Dorian marks the second storm of the 2019 hurricane season to threaten mainland U.S. shores, after Hurricane Barry drenched New Orleans and the Gulf Coast on July 13, causing extensive flooding and road closures.
A blow to Puerto Rico would come as a particularly cruel twist, coming just two years after Hurricane Maria devastated the U.S. island territory in September 2017, causing thousands of deaths, running up tens of billions of dollars in damage, and hobbling logistics operations for months.
Keep up with the storm
In preparation for the impact of Dorian, Port San Juan was closed on Wednesday by the U.S. Coast Guard for all freight and cruise ship operations. By setting "port condition zulu" forall maritime ports in the U.S. Virgin Islands and Puerto Rico, the Coast Guard has closed the region to all commercial inbound and outbound vessel traffic until the storm has cleared the area.

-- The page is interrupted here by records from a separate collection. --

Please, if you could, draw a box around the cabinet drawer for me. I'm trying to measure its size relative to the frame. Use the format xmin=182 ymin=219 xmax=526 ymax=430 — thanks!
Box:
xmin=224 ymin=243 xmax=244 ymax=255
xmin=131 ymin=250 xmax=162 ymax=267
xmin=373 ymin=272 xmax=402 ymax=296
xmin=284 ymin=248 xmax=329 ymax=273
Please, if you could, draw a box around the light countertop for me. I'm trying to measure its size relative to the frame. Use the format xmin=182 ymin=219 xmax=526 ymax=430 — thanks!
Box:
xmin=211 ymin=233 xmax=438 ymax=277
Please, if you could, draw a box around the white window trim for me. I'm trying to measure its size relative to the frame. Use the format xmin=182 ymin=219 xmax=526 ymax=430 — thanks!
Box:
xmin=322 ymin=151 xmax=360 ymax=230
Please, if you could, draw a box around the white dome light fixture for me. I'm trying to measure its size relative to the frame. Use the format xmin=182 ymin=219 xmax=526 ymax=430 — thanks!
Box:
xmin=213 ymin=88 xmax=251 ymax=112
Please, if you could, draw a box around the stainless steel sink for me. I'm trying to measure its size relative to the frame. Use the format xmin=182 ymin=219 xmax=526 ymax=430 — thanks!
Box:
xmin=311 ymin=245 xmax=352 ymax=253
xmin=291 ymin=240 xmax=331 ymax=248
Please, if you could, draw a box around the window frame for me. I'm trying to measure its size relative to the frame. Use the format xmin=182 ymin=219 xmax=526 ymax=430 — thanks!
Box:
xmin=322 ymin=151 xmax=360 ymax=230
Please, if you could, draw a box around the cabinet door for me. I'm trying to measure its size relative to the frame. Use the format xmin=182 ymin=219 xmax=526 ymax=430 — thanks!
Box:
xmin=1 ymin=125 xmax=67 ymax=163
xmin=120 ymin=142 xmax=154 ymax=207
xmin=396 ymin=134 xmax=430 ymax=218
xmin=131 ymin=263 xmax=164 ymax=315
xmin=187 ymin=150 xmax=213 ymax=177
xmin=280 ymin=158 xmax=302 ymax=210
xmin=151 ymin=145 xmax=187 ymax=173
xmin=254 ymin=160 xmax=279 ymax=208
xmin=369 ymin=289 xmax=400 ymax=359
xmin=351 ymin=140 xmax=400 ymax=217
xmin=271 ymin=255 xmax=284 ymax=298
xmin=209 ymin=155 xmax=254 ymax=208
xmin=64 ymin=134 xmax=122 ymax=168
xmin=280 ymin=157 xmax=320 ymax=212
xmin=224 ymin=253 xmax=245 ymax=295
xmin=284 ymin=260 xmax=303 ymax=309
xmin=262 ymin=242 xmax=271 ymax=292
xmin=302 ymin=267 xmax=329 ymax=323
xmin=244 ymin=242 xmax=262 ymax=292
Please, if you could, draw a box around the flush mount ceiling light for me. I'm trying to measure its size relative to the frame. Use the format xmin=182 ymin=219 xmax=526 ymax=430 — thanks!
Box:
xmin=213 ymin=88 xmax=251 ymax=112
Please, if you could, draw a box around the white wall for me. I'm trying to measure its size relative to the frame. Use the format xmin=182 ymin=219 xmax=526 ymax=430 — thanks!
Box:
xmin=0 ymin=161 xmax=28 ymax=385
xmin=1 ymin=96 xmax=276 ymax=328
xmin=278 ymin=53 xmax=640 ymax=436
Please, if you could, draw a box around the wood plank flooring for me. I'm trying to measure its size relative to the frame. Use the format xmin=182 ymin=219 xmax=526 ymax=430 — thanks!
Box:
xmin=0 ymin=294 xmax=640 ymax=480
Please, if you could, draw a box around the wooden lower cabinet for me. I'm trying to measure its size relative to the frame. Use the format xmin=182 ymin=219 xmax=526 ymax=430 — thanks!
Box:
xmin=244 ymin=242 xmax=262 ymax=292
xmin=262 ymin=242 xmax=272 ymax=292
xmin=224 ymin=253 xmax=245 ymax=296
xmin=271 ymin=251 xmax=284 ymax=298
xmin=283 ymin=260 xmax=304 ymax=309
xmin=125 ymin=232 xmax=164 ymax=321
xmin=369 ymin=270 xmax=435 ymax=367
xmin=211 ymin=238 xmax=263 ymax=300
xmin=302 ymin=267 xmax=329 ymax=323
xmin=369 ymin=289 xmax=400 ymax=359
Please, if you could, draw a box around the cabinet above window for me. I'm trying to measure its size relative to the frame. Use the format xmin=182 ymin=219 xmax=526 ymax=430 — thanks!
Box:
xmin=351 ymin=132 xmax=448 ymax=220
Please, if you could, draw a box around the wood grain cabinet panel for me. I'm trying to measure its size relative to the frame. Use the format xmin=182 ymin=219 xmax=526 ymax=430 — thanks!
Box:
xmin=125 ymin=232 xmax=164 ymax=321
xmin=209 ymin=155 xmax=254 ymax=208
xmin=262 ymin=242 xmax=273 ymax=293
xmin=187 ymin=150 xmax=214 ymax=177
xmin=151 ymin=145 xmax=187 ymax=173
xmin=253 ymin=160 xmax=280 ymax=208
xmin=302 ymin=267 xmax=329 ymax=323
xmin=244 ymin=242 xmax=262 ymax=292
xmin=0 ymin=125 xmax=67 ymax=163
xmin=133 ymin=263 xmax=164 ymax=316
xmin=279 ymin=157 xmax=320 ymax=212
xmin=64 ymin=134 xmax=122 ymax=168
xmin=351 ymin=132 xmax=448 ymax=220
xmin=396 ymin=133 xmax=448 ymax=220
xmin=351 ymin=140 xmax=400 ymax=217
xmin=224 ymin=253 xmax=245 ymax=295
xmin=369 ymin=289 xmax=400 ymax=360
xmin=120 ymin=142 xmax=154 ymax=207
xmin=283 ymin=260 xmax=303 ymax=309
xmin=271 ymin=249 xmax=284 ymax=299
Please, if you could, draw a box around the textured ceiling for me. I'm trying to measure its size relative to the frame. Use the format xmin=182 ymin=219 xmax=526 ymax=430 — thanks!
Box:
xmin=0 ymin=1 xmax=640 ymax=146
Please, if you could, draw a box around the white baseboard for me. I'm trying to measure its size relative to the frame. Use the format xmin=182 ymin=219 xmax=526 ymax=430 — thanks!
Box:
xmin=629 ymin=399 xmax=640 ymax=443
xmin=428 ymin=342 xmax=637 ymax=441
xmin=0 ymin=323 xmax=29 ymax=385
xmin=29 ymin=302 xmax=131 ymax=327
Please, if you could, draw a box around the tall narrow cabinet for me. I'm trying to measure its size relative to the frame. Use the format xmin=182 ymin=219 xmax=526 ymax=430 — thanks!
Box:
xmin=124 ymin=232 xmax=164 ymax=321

Neither Florida's Port Miami nor the Port of Jacksonville had yet set similar restrictions at mid-day on Wednesday.
Humanitarian relief organization the American Logistics Aid Network (ALAN) was also laying the groundwork for a recovery effort on Wednesday, asking supply chain professionals to stand ready to donate transportation, space, services, and equipment. "The strength and path projections for Dorian are still very uncertain, but do suggest that it could be a destructive and dangerous event for Florida and potentially all of the Southeast and Gulf Coast," ALAN Executive Director Kathy Fulton said in a release.
"During our 14 years of operation, we've seen some potentially catastrophic hurricanes that have turned into relatively minor events while others have morphed into far more major events than originally anticipated," Fulton said. "Obviously, we hope Dorian will turn out to be the former. However, if it isn't, we want people to remember that we are here to assist--and that when it comes to these storms, there's no such thing as too ready."
The barrage of storms swamping U.S. ports in recent years has also gotten the attention of the American Association of Port Authorities (AAPA), which said today that its annual convention would include a new track titled "Coastal Resiliency." The session is intended to improve the ability of ports and coastal communities to prepare for, withstand, and bounce back from the impacts of severe weather events and sea-level rise, according to a preview of the group's 108th Annual Convention and Expo, scheduled to convene Oct. 13 in Norfolk, Va.